Abstract

Serotonin (5-HT) induces platelet aggregation by activating its 5-HT2A receptor. Platelet uptake is mediated by the 5-HT transporter (5-HTT). A common 5-HTT promoter (5-HTTLPR) splice variant results in long (L) and short (S) alleles. 5-HTTLPR genotype has been associated with increased platelet activation and risk of MI. Variation within HTR2A gene (C1354T) that encodes the 5-HT2A receptor has also been associated with enhanced platelet aggregation. We hypothesised that 5-HTT and/or HTR2A variation may influence platelet response to aspirin in patients with stable CAD.Patients (n = 144) with stable cardiovascular disease taking aspirin were genotyped for the 5-HTTLPR and HTR2A variants. Platelet inhibition was assessed by serum thromboxane and arachidonic acid-induced platelet aggregation assay.5-HTT genotype (LL vs *S) was a significant determinant of serum TX level (8.9 ± 2.6 ng/ml vs 6.0 ± 1.6 ng/ml respectively; p < 0.02) and 5-HTT LL genotype predicted an incomplete aspirin response (serum TXB2 > 2.2 ng/ml) (p = 0.04; OR = 2.22, CI = 1.03–4.79). Odds ratio of the effect of LL genotype on TX elevation was 3.8 (95% CI 1.2–11.6) in younger patients (under 64) compared to 1.0 (95% CI = 0.3–3.8) in older subjects.
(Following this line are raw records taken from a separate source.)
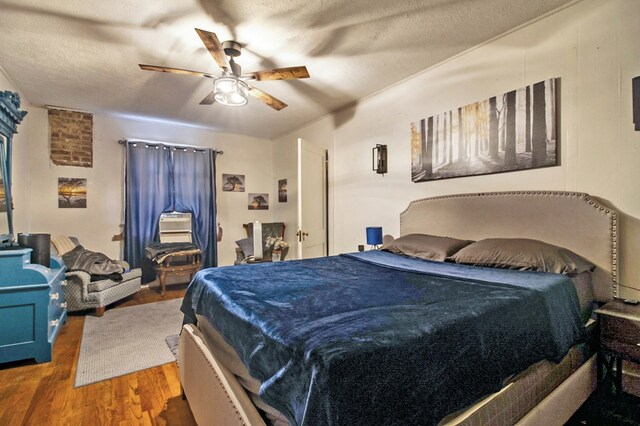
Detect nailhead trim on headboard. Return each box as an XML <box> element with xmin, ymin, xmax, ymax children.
<box><xmin>400</xmin><ymin>191</ymin><xmax>618</xmax><ymax>297</ymax></box>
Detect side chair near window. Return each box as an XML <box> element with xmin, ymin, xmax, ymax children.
<box><xmin>51</xmin><ymin>235</ymin><xmax>142</xmax><ymax>317</ymax></box>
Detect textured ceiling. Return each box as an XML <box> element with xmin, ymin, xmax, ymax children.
<box><xmin>0</xmin><ymin>0</ymin><xmax>569</xmax><ymax>138</ymax></box>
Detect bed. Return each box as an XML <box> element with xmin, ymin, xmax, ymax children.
<box><xmin>179</xmin><ymin>191</ymin><xmax>617</xmax><ymax>425</ymax></box>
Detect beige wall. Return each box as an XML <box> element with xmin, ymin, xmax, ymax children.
<box><xmin>274</xmin><ymin>0</ymin><xmax>640</xmax><ymax>295</ymax></box>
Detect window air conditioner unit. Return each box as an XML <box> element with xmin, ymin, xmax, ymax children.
<box><xmin>159</xmin><ymin>212</ymin><xmax>193</xmax><ymax>243</ymax></box>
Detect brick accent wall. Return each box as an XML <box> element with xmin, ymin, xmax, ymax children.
<box><xmin>49</xmin><ymin>109</ymin><xmax>93</xmax><ymax>167</ymax></box>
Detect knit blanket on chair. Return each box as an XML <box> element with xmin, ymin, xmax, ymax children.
<box><xmin>62</xmin><ymin>245</ymin><xmax>125</xmax><ymax>281</ymax></box>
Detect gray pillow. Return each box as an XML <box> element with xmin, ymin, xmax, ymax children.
<box><xmin>236</xmin><ymin>238</ymin><xmax>253</xmax><ymax>257</ymax></box>
<box><xmin>449</xmin><ymin>238</ymin><xmax>595</xmax><ymax>276</ymax></box>
<box><xmin>382</xmin><ymin>234</ymin><xmax>473</xmax><ymax>262</ymax></box>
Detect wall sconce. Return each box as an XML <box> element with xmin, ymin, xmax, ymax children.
<box><xmin>631</xmin><ymin>76</ymin><xmax>640</xmax><ymax>132</ymax></box>
<box><xmin>371</xmin><ymin>144</ymin><xmax>387</xmax><ymax>175</ymax></box>
<box><xmin>367</xmin><ymin>226</ymin><xmax>382</xmax><ymax>250</ymax></box>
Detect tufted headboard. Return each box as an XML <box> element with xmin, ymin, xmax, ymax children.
<box><xmin>400</xmin><ymin>191</ymin><xmax>618</xmax><ymax>295</ymax></box>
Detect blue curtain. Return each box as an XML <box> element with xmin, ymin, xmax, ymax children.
<box><xmin>124</xmin><ymin>142</ymin><xmax>173</xmax><ymax>283</ymax></box>
<box><xmin>173</xmin><ymin>148</ymin><xmax>218</xmax><ymax>268</ymax></box>
<box><xmin>124</xmin><ymin>142</ymin><xmax>218</xmax><ymax>283</ymax></box>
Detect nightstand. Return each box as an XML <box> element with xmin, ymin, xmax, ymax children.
<box><xmin>596</xmin><ymin>300</ymin><xmax>640</xmax><ymax>394</ymax></box>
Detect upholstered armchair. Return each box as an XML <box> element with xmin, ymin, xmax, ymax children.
<box><xmin>51</xmin><ymin>235</ymin><xmax>142</xmax><ymax>317</ymax></box>
<box><xmin>234</xmin><ymin>222</ymin><xmax>289</xmax><ymax>265</ymax></box>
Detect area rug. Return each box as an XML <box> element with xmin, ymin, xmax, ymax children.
<box><xmin>75</xmin><ymin>299</ymin><xmax>183</xmax><ymax>387</ymax></box>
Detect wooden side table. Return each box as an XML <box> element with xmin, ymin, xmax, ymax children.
<box><xmin>596</xmin><ymin>300</ymin><xmax>640</xmax><ymax>394</ymax></box>
<box><xmin>154</xmin><ymin>250</ymin><xmax>202</xmax><ymax>296</ymax></box>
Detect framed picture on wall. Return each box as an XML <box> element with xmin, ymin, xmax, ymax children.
<box><xmin>222</xmin><ymin>173</ymin><xmax>244</xmax><ymax>192</ymax></box>
<box><xmin>278</xmin><ymin>179</ymin><xmax>287</xmax><ymax>203</ymax></box>
<box><xmin>411</xmin><ymin>78</ymin><xmax>559</xmax><ymax>182</ymax></box>
<box><xmin>58</xmin><ymin>178</ymin><xmax>87</xmax><ymax>209</ymax></box>
<box><xmin>249</xmin><ymin>193</ymin><xmax>269</xmax><ymax>210</ymax></box>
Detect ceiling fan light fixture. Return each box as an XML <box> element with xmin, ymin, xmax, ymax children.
<box><xmin>213</xmin><ymin>76</ymin><xmax>249</xmax><ymax>106</ymax></box>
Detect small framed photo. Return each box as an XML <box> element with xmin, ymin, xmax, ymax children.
<box><xmin>222</xmin><ymin>173</ymin><xmax>244</xmax><ymax>192</ymax></box>
<box><xmin>278</xmin><ymin>179</ymin><xmax>287</xmax><ymax>203</ymax></box>
<box><xmin>249</xmin><ymin>193</ymin><xmax>269</xmax><ymax>210</ymax></box>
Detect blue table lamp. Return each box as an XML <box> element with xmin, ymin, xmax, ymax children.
<box><xmin>367</xmin><ymin>226</ymin><xmax>382</xmax><ymax>250</ymax></box>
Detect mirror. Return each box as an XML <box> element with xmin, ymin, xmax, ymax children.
<box><xmin>0</xmin><ymin>135</ymin><xmax>13</xmax><ymax>245</ymax></box>
<box><xmin>0</xmin><ymin>136</ymin><xmax>11</xmax><ymax>242</ymax></box>
<box><xmin>0</xmin><ymin>90</ymin><xmax>27</xmax><ymax>248</ymax></box>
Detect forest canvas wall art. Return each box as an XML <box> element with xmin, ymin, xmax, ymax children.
<box><xmin>411</xmin><ymin>79</ymin><xmax>558</xmax><ymax>182</ymax></box>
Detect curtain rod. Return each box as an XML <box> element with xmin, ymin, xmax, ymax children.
<box><xmin>118</xmin><ymin>138</ymin><xmax>224</xmax><ymax>155</ymax></box>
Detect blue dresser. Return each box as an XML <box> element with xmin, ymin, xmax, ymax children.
<box><xmin>0</xmin><ymin>249</ymin><xmax>67</xmax><ymax>363</ymax></box>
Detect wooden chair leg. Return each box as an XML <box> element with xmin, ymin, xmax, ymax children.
<box><xmin>158</xmin><ymin>272</ymin><xmax>167</xmax><ymax>296</ymax></box>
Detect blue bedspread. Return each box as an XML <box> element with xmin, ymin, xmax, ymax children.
<box><xmin>182</xmin><ymin>251</ymin><xmax>584</xmax><ymax>425</ymax></box>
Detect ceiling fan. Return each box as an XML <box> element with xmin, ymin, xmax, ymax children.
<box><xmin>138</xmin><ymin>28</ymin><xmax>309</xmax><ymax>111</ymax></box>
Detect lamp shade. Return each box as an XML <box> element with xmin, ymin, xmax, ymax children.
<box><xmin>367</xmin><ymin>226</ymin><xmax>382</xmax><ymax>246</ymax></box>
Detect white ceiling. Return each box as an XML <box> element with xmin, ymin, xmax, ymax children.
<box><xmin>0</xmin><ymin>0</ymin><xmax>569</xmax><ymax>138</ymax></box>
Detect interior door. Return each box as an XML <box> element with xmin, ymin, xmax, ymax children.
<box><xmin>296</xmin><ymin>139</ymin><xmax>327</xmax><ymax>259</ymax></box>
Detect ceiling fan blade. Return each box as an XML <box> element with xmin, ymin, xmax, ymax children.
<box><xmin>200</xmin><ymin>91</ymin><xmax>216</xmax><ymax>105</ymax></box>
<box><xmin>195</xmin><ymin>28</ymin><xmax>231</xmax><ymax>71</ymax></box>
<box><xmin>249</xmin><ymin>86</ymin><xmax>287</xmax><ymax>111</ymax></box>
<box><xmin>250</xmin><ymin>66</ymin><xmax>309</xmax><ymax>81</ymax></box>
<box><xmin>138</xmin><ymin>64</ymin><xmax>214</xmax><ymax>78</ymax></box>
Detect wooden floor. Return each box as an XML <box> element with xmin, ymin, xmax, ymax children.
<box><xmin>0</xmin><ymin>285</ymin><xmax>195</xmax><ymax>426</ymax></box>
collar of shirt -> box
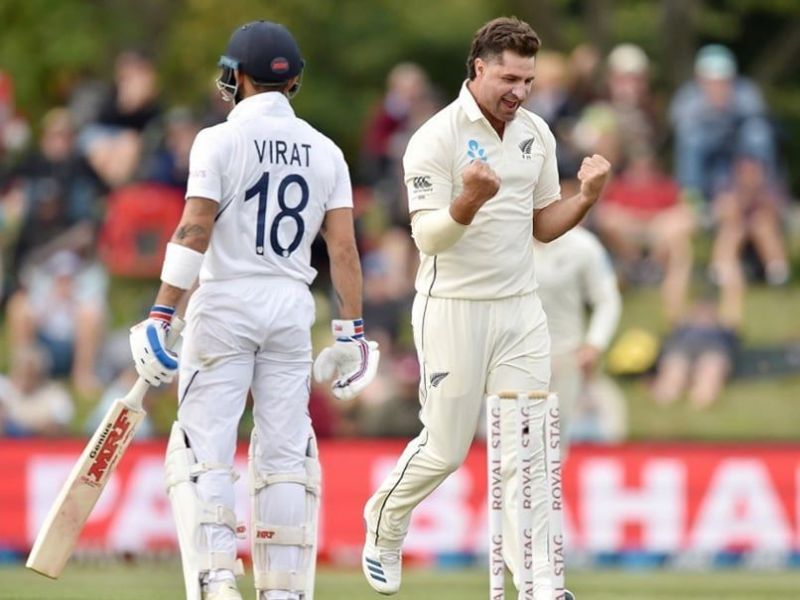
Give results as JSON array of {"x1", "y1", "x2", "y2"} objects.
[
  {"x1": 458, "y1": 79, "x2": 488, "y2": 122},
  {"x1": 228, "y1": 92, "x2": 294, "y2": 121}
]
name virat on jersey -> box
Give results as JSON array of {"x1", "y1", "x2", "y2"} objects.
[{"x1": 253, "y1": 140, "x2": 311, "y2": 167}]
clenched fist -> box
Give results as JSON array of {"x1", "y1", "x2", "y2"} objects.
[
  {"x1": 450, "y1": 160, "x2": 500, "y2": 225},
  {"x1": 578, "y1": 154, "x2": 611, "y2": 203}
]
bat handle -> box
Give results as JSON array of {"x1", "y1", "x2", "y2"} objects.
[{"x1": 167, "y1": 315, "x2": 186, "y2": 348}]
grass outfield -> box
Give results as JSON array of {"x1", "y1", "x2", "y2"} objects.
[{"x1": 0, "y1": 562, "x2": 800, "y2": 600}]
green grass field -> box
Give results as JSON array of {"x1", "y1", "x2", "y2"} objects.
[{"x1": 0, "y1": 561, "x2": 800, "y2": 600}]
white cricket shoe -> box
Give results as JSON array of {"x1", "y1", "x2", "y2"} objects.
[
  {"x1": 203, "y1": 581, "x2": 242, "y2": 600},
  {"x1": 361, "y1": 541, "x2": 403, "y2": 596}
]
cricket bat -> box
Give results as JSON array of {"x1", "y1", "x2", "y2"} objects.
[{"x1": 25, "y1": 317, "x2": 185, "y2": 579}]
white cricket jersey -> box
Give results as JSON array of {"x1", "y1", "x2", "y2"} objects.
[
  {"x1": 534, "y1": 227, "x2": 622, "y2": 355},
  {"x1": 403, "y1": 83, "x2": 561, "y2": 300},
  {"x1": 186, "y1": 92, "x2": 353, "y2": 284}
]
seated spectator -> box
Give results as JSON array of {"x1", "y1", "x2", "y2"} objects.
[
  {"x1": 78, "y1": 51, "x2": 161, "y2": 188},
  {"x1": 0, "y1": 346, "x2": 75, "y2": 436},
  {"x1": 710, "y1": 155, "x2": 789, "y2": 285},
  {"x1": 669, "y1": 44, "x2": 776, "y2": 202},
  {"x1": 595, "y1": 151, "x2": 694, "y2": 323},
  {"x1": 6, "y1": 250, "x2": 107, "y2": 394},
  {"x1": 652, "y1": 291, "x2": 739, "y2": 409}
]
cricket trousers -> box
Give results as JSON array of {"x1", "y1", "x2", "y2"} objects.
[
  {"x1": 364, "y1": 293, "x2": 550, "y2": 586},
  {"x1": 178, "y1": 276, "x2": 314, "y2": 570}
]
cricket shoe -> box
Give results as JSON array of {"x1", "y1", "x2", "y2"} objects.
[
  {"x1": 361, "y1": 541, "x2": 403, "y2": 596},
  {"x1": 203, "y1": 581, "x2": 242, "y2": 600}
]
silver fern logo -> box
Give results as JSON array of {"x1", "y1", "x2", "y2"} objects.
[
  {"x1": 431, "y1": 371, "x2": 450, "y2": 387},
  {"x1": 519, "y1": 138, "x2": 536, "y2": 160}
]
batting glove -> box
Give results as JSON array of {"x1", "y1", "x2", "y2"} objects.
[
  {"x1": 130, "y1": 304, "x2": 178, "y2": 387},
  {"x1": 314, "y1": 319, "x2": 381, "y2": 400}
]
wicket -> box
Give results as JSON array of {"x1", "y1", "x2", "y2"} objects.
[{"x1": 486, "y1": 391, "x2": 574, "y2": 600}]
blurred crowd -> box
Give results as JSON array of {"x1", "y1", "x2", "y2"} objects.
[{"x1": 0, "y1": 39, "x2": 791, "y2": 441}]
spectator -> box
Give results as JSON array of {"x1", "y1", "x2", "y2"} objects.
[
  {"x1": 360, "y1": 63, "x2": 438, "y2": 225},
  {"x1": 144, "y1": 107, "x2": 200, "y2": 191},
  {"x1": 6, "y1": 108, "x2": 101, "y2": 283},
  {"x1": 596, "y1": 149, "x2": 694, "y2": 323},
  {"x1": 361, "y1": 63, "x2": 430, "y2": 184},
  {"x1": 0, "y1": 346, "x2": 75, "y2": 436},
  {"x1": 652, "y1": 286, "x2": 742, "y2": 409},
  {"x1": 78, "y1": 51, "x2": 161, "y2": 188},
  {"x1": 606, "y1": 44, "x2": 663, "y2": 162},
  {"x1": 711, "y1": 155, "x2": 789, "y2": 285},
  {"x1": 6, "y1": 250, "x2": 107, "y2": 394},
  {"x1": 669, "y1": 44, "x2": 775, "y2": 206}
]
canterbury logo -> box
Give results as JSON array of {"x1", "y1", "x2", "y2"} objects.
[
  {"x1": 431, "y1": 371, "x2": 450, "y2": 387},
  {"x1": 519, "y1": 138, "x2": 536, "y2": 158},
  {"x1": 411, "y1": 175, "x2": 433, "y2": 190}
]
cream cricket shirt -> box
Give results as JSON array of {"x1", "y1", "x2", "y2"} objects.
[
  {"x1": 186, "y1": 92, "x2": 353, "y2": 284},
  {"x1": 403, "y1": 83, "x2": 561, "y2": 300}
]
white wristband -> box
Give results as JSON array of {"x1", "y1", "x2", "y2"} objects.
[
  {"x1": 411, "y1": 207, "x2": 468, "y2": 256},
  {"x1": 161, "y1": 242, "x2": 203, "y2": 290}
]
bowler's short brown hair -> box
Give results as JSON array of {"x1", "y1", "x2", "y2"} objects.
[{"x1": 467, "y1": 17, "x2": 541, "y2": 80}]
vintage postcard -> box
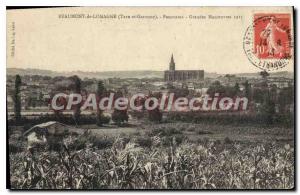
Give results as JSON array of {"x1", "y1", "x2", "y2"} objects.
[{"x1": 6, "y1": 7, "x2": 295, "y2": 190}]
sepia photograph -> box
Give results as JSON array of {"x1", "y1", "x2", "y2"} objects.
[{"x1": 5, "y1": 6, "x2": 296, "y2": 191}]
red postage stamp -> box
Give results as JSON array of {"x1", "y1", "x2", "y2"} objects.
[{"x1": 254, "y1": 13, "x2": 291, "y2": 59}]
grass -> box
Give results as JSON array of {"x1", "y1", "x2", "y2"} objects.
[{"x1": 9, "y1": 123, "x2": 294, "y2": 189}]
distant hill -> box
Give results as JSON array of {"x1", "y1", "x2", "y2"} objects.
[
  {"x1": 6, "y1": 68, "x2": 294, "y2": 79},
  {"x1": 6, "y1": 68, "x2": 163, "y2": 79}
]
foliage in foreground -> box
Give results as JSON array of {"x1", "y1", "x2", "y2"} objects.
[{"x1": 10, "y1": 136, "x2": 294, "y2": 189}]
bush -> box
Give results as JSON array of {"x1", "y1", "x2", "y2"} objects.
[{"x1": 136, "y1": 136, "x2": 152, "y2": 148}]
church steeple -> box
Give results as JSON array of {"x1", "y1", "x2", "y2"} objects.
[{"x1": 169, "y1": 54, "x2": 175, "y2": 70}]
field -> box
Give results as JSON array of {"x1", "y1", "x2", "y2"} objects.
[{"x1": 10, "y1": 123, "x2": 294, "y2": 189}]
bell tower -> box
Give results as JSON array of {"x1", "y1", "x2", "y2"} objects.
[{"x1": 169, "y1": 54, "x2": 175, "y2": 71}]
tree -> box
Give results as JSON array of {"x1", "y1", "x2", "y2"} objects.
[
  {"x1": 207, "y1": 81, "x2": 226, "y2": 97},
  {"x1": 71, "y1": 75, "x2": 81, "y2": 124},
  {"x1": 96, "y1": 80, "x2": 105, "y2": 126},
  {"x1": 14, "y1": 75, "x2": 22, "y2": 123}
]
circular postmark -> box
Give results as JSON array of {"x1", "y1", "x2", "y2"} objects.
[{"x1": 243, "y1": 14, "x2": 293, "y2": 71}]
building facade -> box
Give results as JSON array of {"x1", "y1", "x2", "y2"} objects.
[{"x1": 164, "y1": 54, "x2": 204, "y2": 82}]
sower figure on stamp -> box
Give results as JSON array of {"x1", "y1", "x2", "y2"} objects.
[{"x1": 260, "y1": 17, "x2": 285, "y2": 57}]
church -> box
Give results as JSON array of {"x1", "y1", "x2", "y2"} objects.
[{"x1": 164, "y1": 54, "x2": 204, "y2": 82}]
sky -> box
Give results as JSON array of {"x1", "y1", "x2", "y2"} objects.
[{"x1": 7, "y1": 7, "x2": 293, "y2": 73}]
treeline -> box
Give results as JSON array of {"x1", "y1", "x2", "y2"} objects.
[{"x1": 166, "y1": 112, "x2": 294, "y2": 127}]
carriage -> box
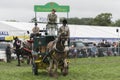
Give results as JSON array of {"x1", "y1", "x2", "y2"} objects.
[
  {"x1": 31, "y1": 30, "x2": 69, "y2": 75},
  {"x1": 31, "y1": 2, "x2": 69, "y2": 75}
]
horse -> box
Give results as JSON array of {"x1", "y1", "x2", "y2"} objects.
[
  {"x1": 13, "y1": 37, "x2": 32, "y2": 66},
  {"x1": 47, "y1": 33, "x2": 68, "y2": 76}
]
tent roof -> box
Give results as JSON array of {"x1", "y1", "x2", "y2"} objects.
[{"x1": 0, "y1": 21, "x2": 120, "y2": 38}]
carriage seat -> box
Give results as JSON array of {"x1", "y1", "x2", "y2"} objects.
[{"x1": 27, "y1": 40, "x2": 34, "y2": 43}]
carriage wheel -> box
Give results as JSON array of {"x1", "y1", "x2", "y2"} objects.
[{"x1": 32, "y1": 63, "x2": 38, "y2": 75}]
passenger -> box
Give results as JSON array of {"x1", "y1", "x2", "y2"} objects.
[
  {"x1": 30, "y1": 23, "x2": 40, "y2": 39},
  {"x1": 32, "y1": 23, "x2": 39, "y2": 34},
  {"x1": 46, "y1": 9, "x2": 57, "y2": 35},
  {"x1": 58, "y1": 19, "x2": 70, "y2": 45},
  {"x1": 6, "y1": 44, "x2": 11, "y2": 63}
]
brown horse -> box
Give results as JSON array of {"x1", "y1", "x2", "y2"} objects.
[{"x1": 47, "y1": 33, "x2": 68, "y2": 76}]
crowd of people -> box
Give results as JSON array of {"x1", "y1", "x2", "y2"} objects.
[{"x1": 69, "y1": 40, "x2": 120, "y2": 58}]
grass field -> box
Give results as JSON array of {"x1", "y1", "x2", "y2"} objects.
[{"x1": 0, "y1": 56, "x2": 120, "y2": 80}]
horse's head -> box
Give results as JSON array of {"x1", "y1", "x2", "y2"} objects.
[{"x1": 58, "y1": 33, "x2": 67, "y2": 42}]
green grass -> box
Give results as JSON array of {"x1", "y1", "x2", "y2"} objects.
[{"x1": 0, "y1": 56, "x2": 120, "y2": 80}]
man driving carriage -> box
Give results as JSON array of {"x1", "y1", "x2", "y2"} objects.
[
  {"x1": 58, "y1": 19, "x2": 70, "y2": 46},
  {"x1": 46, "y1": 9, "x2": 57, "y2": 35},
  {"x1": 43, "y1": 19, "x2": 70, "y2": 61}
]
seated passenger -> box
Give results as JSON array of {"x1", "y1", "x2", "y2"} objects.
[{"x1": 30, "y1": 23, "x2": 40, "y2": 39}]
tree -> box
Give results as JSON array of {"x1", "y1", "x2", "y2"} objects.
[{"x1": 94, "y1": 13, "x2": 112, "y2": 26}]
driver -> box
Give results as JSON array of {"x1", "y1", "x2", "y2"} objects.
[{"x1": 46, "y1": 9, "x2": 57, "y2": 35}]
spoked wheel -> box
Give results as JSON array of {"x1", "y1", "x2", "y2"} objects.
[{"x1": 32, "y1": 63, "x2": 38, "y2": 75}]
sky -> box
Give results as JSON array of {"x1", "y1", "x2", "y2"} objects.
[{"x1": 0, "y1": 0, "x2": 120, "y2": 22}]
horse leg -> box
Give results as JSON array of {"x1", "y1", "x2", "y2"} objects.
[
  {"x1": 62, "y1": 59, "x2": 68, "y2": 76},
  {"x1": 48, "y1": 59, "x2": 53, "y2": 76}
]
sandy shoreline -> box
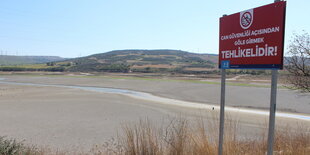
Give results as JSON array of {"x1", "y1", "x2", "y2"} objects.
[{"x1": 0, "y1": 76, "x2": 310, "y2": 150}]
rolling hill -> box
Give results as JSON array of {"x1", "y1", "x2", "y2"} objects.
[{"x1": 0, "y1": 55, "x2": 65, "y2": 66}]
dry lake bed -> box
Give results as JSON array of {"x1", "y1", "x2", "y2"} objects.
[{"x1": 0, "y1": 75, "x2": 310, "y2": 150}]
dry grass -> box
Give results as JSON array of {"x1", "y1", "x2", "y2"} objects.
[
  {"x1": 1, "y1": 118, "x2": 310, "y2": 155},
  {"x1": 93, "y1": 119, "x2": 310, "y2": 155}
]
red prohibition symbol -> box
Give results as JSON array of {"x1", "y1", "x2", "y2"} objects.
[{"x1": 241, "y1": 12, "x2": 253, "y2": 27}]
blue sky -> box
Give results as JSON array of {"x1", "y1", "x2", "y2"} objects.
[{"x1": 0, "y1": 0, "x2": 310, "y2": 57}]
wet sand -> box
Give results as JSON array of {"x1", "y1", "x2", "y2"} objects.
[{"x1": 0, "y1": 76, "x2": 310, "y2": 150}]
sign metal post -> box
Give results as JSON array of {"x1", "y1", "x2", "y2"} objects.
[
  {"x1": 218, "y1": 69, "x2": 226, "y2": 155},
  {"x1": 218, "y1": 0, "x2": 286, "y2": 155},
  {"x1": 267, "y1": 70, "x2": 278, "y2": 155}
]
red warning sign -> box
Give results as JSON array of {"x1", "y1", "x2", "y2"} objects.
[{"x1": 219, "y1": 1, "x2": 286, "y2": 69}]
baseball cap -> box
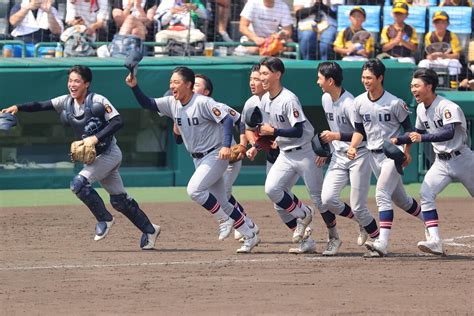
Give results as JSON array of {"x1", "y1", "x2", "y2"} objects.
[
  {"x1": 349, "y1": 6, "x2": 366, "y2": 18},
  {"x1": 431, "y1": 11, "x2": 449, "y2": 22},
  {"x1": 392, "y1": 2, "x2": 408, "y2": 14}
]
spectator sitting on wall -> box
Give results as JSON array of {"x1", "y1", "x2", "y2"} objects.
[
  {"x1": 66, "y1": 0, "x2": 109, "y2": 39},
  {"x1": 239, "y1": 0, "x2": 293, "y2": 54},
  {"x1": 293, "y1": 0, "x2": 344, "y2": 60},
  {"x1": 155, "y1": 0, "x2": 208, "y2": 56},
  {"x1": 418, "y1": 11, "x2": 462, "y2": 76},
  {"x1": 9, "y1": 0, "x2": 63, "y2": 57},
  {"x1": 377, "y1": 2, "x2": 418, "y2": 64},
  {"x1": 334, "y1": 6, "x2": 374, "y2": 61},
  {"x1": 112, "y1": 0, "x2": 158, "y2": 40}
]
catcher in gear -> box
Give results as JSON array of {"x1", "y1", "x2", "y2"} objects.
[{"x1": 1, "y1": 65, "x2": 160, "y2": 250}]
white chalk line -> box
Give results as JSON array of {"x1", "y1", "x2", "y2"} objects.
[{"x1": 0, "y1": 235, "x2": 474, "y2": 271}]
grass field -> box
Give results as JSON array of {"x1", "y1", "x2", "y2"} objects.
[{"x1": 0, "y1": 183, "x2": 469, "y2": 207}]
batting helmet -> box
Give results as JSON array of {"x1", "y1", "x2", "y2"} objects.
[
  {"x1": 382, "y1": 140, "x2": 407, "y2": 175},
  {"x1": 0, "y1": 113, "x2": 17, "y2": 131},
  {"x1": 245, "y1": 106, "x2": 269, "y2": 128},
  {"x1": 311, "y1": 133, "x2": 331, "y2": 157}
]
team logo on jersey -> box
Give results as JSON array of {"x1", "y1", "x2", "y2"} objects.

LL genotype did not influence AA aggregation (p = 0.83, OR = 1.2, CI = 0.3–4.1). The HTR2A variant had no effect on TX generation (p = 0.70; OR = 1.22, CI = 0.45–3.26) nor AA aggregation (p = 0.99; OR = 1.0, CI = 0.2–4.9).In younger patients with stable CAD 5HTT LL genotype carried by almost one third of our cohort is associated with a diminished response to aspirin that may increase cardiovascular risk. Genotypic variation in platelet activation may be a contributing mechanism.